A real, genuine and bona fide dispute of fact can exist only where the court is satisfied that the party who purports to raise the dispute has in his affidavit seriously and unambiguously addressed the fact said to be disputed”.

[27] In the instant case, I am satisfied that, IMAB has in its affidavit seriously and unambiguously addressed the question of ownership of the steel property in very clear terms. Eskom should have anticipated this. Consequently, Eskom failed to prove that ownership of the steel was transferred to it or that it acquired ownership of any of the steel. It also failed to allege or prove that it has any right of access to store any steel property on the Umzinto land as the lease agreement is between IMAB and the property owner. The application was clearly ill-conceived as it is without merit and stands to be dismissed. I was urged in argument to consider the question of costs, on a punitive scale. I do not think that such a consideration is warranted by the merits of the case.

[28] Order

The application is dismissed with costs including those costs previously reserved.

 

________________

T P MUDAU

[Judge of the High Court,

Gauteng Local Division,

Johannesburg]

 

 

Date of Hearing: 3 February 2020

Date of Judgment: 27 February 2020


APPEARANCES

For the Appellant: Adv. A Govender

Instructed by: Gildenhuys Malatji Inc

012 428 8673

For the Respondent: Adv. J Vorster

Instructed by: Van Schalkwyk Attorneys

011 998 7000


[1] This is the common law principle also known as “nemo dat qui non habet”, which has been described as the “golden rule” of the law of property. See e.g. Badenhorst, Pienaar & Mostert (5th edition) Silberberg and Schoeman's the Law of Property 73.
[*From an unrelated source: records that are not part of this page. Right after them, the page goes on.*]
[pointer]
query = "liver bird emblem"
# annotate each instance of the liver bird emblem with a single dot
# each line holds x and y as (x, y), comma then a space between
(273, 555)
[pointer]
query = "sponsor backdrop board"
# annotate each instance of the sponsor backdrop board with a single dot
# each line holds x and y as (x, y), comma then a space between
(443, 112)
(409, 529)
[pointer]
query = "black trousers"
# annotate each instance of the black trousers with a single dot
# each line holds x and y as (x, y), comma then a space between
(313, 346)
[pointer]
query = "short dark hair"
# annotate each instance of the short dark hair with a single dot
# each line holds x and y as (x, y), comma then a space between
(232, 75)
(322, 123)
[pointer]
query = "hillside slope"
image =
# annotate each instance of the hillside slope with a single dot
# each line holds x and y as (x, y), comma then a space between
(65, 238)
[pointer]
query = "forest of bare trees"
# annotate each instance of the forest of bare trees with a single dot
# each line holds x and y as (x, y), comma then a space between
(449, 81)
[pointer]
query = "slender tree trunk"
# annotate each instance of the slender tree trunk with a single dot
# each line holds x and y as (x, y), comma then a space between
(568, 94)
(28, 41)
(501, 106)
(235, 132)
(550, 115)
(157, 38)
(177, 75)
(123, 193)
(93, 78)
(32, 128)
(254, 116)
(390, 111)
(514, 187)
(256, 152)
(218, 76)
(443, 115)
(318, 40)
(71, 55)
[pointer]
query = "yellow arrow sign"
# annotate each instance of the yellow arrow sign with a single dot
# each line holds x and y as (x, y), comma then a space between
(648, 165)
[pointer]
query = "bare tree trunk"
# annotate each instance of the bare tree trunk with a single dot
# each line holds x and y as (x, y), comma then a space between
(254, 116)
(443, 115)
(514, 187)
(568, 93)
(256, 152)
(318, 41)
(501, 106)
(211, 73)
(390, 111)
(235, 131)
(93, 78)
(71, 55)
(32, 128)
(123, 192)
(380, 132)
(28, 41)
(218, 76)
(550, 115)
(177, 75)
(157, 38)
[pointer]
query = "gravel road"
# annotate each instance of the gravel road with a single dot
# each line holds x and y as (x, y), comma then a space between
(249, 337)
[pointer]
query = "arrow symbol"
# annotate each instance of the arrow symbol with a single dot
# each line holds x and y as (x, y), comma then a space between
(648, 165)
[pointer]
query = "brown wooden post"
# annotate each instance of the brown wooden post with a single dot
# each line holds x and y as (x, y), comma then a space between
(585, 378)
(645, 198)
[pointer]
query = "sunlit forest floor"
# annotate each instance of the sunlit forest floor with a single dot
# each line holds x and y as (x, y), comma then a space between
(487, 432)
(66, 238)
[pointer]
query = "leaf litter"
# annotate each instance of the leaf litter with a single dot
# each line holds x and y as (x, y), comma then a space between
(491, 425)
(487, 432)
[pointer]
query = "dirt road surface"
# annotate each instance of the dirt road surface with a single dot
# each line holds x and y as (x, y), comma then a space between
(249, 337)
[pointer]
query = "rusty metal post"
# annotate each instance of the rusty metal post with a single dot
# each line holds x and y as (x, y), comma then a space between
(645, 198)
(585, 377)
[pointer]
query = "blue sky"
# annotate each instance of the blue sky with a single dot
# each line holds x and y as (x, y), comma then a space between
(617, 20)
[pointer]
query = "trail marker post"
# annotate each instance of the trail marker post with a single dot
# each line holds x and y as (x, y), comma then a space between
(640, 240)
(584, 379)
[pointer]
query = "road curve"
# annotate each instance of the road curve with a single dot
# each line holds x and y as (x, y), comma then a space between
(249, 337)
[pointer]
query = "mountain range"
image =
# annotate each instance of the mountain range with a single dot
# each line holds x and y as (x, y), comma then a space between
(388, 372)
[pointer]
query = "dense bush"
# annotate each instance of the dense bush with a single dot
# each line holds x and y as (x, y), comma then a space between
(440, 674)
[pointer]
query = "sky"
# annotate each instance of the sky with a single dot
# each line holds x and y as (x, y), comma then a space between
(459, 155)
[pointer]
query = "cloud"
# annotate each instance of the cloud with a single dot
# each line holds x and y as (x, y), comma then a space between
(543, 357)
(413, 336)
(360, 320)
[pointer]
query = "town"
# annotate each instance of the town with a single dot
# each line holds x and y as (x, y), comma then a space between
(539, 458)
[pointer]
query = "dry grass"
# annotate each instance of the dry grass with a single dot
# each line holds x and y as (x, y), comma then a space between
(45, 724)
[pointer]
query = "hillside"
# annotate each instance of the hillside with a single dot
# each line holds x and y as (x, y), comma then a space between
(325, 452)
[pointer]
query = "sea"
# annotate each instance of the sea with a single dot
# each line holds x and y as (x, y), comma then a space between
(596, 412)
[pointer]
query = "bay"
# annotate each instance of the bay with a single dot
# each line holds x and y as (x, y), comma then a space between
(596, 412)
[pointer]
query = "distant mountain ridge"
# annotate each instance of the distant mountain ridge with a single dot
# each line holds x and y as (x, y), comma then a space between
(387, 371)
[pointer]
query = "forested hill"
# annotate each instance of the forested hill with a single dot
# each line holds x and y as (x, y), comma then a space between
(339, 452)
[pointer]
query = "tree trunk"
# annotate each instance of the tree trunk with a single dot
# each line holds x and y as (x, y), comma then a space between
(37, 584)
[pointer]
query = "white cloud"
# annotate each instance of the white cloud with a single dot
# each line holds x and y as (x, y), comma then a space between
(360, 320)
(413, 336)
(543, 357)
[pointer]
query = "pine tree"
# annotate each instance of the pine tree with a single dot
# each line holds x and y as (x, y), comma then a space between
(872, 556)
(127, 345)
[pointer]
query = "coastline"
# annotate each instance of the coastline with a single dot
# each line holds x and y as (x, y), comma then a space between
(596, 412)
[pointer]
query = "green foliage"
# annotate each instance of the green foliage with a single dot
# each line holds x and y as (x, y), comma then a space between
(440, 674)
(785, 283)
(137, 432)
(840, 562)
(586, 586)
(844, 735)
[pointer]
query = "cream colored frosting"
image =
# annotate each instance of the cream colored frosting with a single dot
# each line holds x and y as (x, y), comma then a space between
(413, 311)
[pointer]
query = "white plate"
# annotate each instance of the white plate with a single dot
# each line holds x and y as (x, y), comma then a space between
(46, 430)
[2] See Oriental Products (Pty) Ltd v Pegma 178 Investments Trading CC and Others (2011 (2) SA 508 (SCA); [2011] 3 All SA 173 (SCA) at para 26).

[3] See Setlogelo v Setlogelo 1914 AD 221 at 227.

[4] 1976 (1) SA 441 (A) at 452A.

[5] 2004 (6) SA 491 (SCA) at 495A-C and 496D-E.

[6] See Plascon-Evans Paints Ltd v Van Riebeeck Paints (Pty) Ltd  [1984] ZASCA 51; 1984 (3) SA 623 (A) at 634E – 635C.